When you step back and look at Scorsese's filmography, it's easy to gloss over this film and forget that Scorsese won the Best Director at Cannes for it. And with all this talk about the grittiness of The Departed, it's important to remember that Scorsese has some pretty good comedy chops too.
The plot is simple. Imagine a nightmare. Any nightmare that involves you being trapped and trying to get out and bad things are happening all around you. That's After Hours.
More specifically, it's about Paul (Griffin Dunne) a bored computer programmer and how he meets Marcy (Roseanna Arquette) one night at a coffee shop. She invites him over later that night to SOHO and it is in SOHO that Paul gets entangled in a complicated web of unfortunate events over the next 12 hours or so.
This movie is so fast and furious that it literally screams for repeat viewings. The first time I saw this movie, I hated it because it got under my skin so much. The second time, I had a blast. Scorsese takes after this material with such zest, how can you not?
What I love so much about this film is Scorsese's knack for comedy. Who knew that the same guy that could make you squirm with a brutal beating could also make you double over in laughter. Scorsese leaves the intensity of Mean Streets and Taxi Driver behind and creates comedy so subtle, you have to view this movie again (or at least pause a lot) to pick up every nuance. There is no better example of this than when Paul meets Julie (Terri Garr) a miserable waitress who thinks that it's still the 1950s. Julie invites Paul up to her room and it's there that if you blink you'll miss the wall of Aqua Net cans and the mouse traps that surround her bed.

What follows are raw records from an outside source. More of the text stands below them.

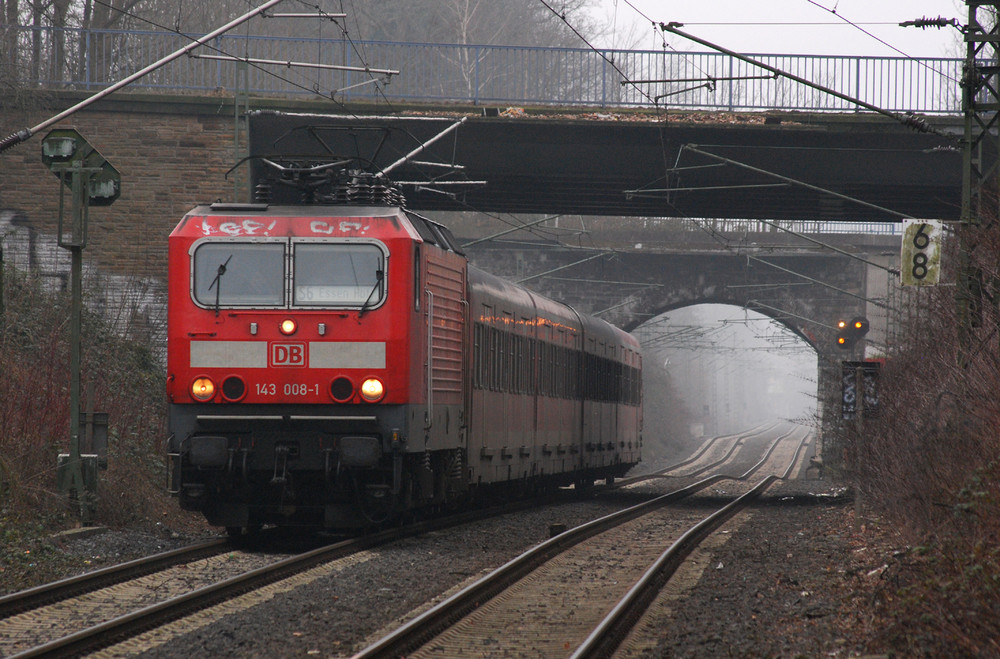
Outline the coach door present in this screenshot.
[424,250,468,448]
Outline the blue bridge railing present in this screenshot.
[0,27,963,114]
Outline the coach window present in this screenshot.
[191,241,285,307]
[292,242,386,309]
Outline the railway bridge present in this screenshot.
[0,93,948,470]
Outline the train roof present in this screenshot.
[170,203,462,254]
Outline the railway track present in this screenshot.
[0,426,796,657]
[355,431,808,659]
[0,494,600,658]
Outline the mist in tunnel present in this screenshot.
[633,304,817,460]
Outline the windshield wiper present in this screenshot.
[208,254,233,316]
[358,270,385,318]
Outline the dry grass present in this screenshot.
[0,269,201,531]
[848,228,1000,657]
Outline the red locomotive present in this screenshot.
[167,169,641,534]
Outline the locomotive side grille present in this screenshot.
[427,257,465,405]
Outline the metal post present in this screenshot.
[59,161,94,524]
[955,0,1000,366]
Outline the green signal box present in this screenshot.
[42,128,122,206]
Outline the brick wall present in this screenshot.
[0,94,239,279]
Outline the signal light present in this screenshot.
[837,316,868,350]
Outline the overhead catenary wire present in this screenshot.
[660,23,954,138]
[0,0,284,153]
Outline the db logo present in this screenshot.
[271,343,306,366]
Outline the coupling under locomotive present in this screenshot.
[167,156,641,533]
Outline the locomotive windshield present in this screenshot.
[193,242,285,307]
[293,243,385,307]
[192,240,386,309]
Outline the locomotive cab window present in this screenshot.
[191,240,388,310]
[292,243,385,309]
[192,242,285,307]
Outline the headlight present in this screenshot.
[361,378,385,403]
[191,377,215,402]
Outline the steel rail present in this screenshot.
[0,538,232,619]
[5,493,580,659]
[571,432,809,659]
[352,429,807,659]
[353,429,794,659]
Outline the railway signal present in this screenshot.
[837,316,868,350]
[42,128,121,524]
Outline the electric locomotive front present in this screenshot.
[167,204,423,532]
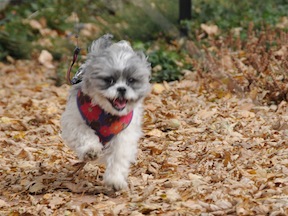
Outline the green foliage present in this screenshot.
[0,19,33,60]
[191,0,288,30]
[149,50,182,82]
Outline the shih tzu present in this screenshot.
[61,34,151,190]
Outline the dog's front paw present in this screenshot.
[83,147,102,161]
[104,172,128,191]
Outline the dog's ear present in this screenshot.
[89,34,113,53]
[135,51,151,70]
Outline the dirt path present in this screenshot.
[0,61,288,216]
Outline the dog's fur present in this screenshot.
[61,35,151,190]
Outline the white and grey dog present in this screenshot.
[61,34,151,190]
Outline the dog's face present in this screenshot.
[82,38,150,116]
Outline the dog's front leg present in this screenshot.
[62,118,103,161]
[104,131,138,190]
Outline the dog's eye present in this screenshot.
[103,77,115,85]
[128,77,137,84]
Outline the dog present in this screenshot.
[61,34,151,190]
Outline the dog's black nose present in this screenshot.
[117,87,126,96]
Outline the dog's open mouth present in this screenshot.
[109,98,128,111]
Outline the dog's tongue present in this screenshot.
[113,98,127,110]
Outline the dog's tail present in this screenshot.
[89,34,113,53]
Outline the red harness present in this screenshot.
[77,90,133,145]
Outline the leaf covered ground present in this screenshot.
[0,54,288,216]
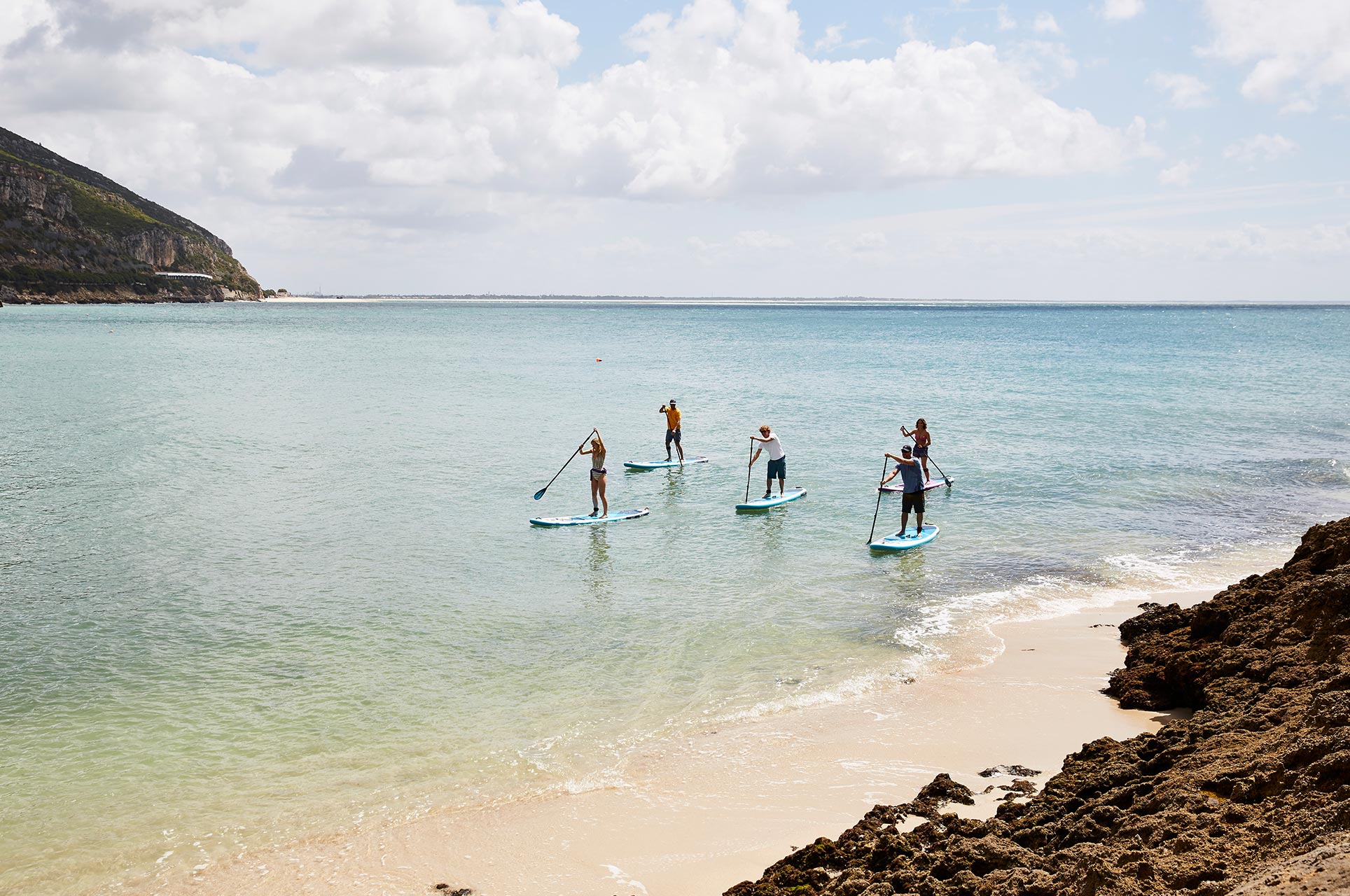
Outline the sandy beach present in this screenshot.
[162,591,1212,896]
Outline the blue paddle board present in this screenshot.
[736,489,806,512]
[529,507,650,526]
[867,524,938,551]
[882,476,956,494]
[624,455,707,470]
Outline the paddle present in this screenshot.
[745,436,755,503]
[534,429,599,500]
[867,455,889,544]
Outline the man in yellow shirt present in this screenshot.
[660,398,684,463]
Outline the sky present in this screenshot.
[0,0,1350,302]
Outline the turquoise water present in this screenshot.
[0,302,1350,893]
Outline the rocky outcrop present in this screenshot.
[0,128,262,304]
[726,519,1350,896]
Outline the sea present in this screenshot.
[0,300,1350,896]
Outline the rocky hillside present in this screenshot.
[726,518,1350,896]
[0,128,262,302]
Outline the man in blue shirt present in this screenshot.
[882,445,924,538]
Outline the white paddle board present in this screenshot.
[867,522,938,551]
[736,489,806,512]
[529,507,650,526]
[624,455,707,470]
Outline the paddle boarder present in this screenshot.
[900,417,933,483]
[751,426,787,498]
[576,429,609,517]
[882,445,925,538]
[659,398,684,463]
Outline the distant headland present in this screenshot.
[0,128,263,305]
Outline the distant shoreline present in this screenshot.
[262,294,1350,308]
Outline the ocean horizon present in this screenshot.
[0,297,1350,896]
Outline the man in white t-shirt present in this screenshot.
[751,426,787,498]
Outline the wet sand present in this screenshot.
[160,591,1212,896]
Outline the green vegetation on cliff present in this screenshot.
[0,128,262,302]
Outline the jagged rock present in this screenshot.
[980,765,1041,777]
[914,772,975,806]
[728,518,1350,896]
[0,128,262,304]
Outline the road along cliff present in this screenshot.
[726,518,1350,896]
[0,128,262,304]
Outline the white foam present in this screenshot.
[601,865,647,893]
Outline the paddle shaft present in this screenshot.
[534,429,599,500]
[745,438,755,503]
[867,455,889,544]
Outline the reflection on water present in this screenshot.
[585,525,613,601]
[662,467,688,507]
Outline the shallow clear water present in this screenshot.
[0,302,1350,893]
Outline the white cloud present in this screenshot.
[595,236,652,258]
[1031,12,1062,34]
[0,0,1148,216]
[1203,0,1350,112]
[732,231,793,248]
[1149,71,1212,109]
[826,231,887,256]
[1223,134,1299,164]
[1101,0,1143,22]
[1158,159,1200,186]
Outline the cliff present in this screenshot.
[726,518,1350,896]
[0,128,262,302]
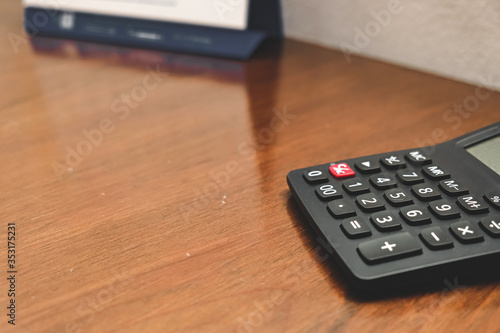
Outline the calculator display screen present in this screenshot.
[466,136,500,175]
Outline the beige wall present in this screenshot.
[283,0,500,90]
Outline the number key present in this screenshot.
[399,205,431,225]
[356,193,385,212]
[384,188,413,207]
[411,183,441,201]
[370,175,398,190]
[370,211,401,231]
[429,200,460,220]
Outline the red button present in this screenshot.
[330,163,356,178]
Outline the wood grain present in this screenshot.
[0,0,500,332]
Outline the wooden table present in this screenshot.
[0,0,500,332]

The other thing you can't help but noticing about After Hours is the cinematography by Michael Ballhaus. The camera wanders through scenes picking up every small detail as if through the eyes of Paul. When the scene is boring, the camera is locked down. When the scene is fast and furious, the camera fluidly zooms through the action. At the beginning of the film as Paul educates a new employee, his eyes drift as the employee drones on to Paul. Scorsese could have communicated Paul's boredom and despair with a blank stare, but instead the camera picks up every mundane detail that Paul sees. Papers shuffling, carts wheeling by, etc. Ballhaus makes you feel Paul's desperation. Later when Paul enters a punk-rock club, the camera is everywhere moving furiously from one thing to the next.
At the end of the movie, as Paul gets dumped off in front of the building in which he works, you know that Paul's night of misadventure is over and a new day of monotony is about to begin again. And even though you know Paul has been put through the ringer, you can't help but think he's a little bit better for the hell he has just been put through. And so are we.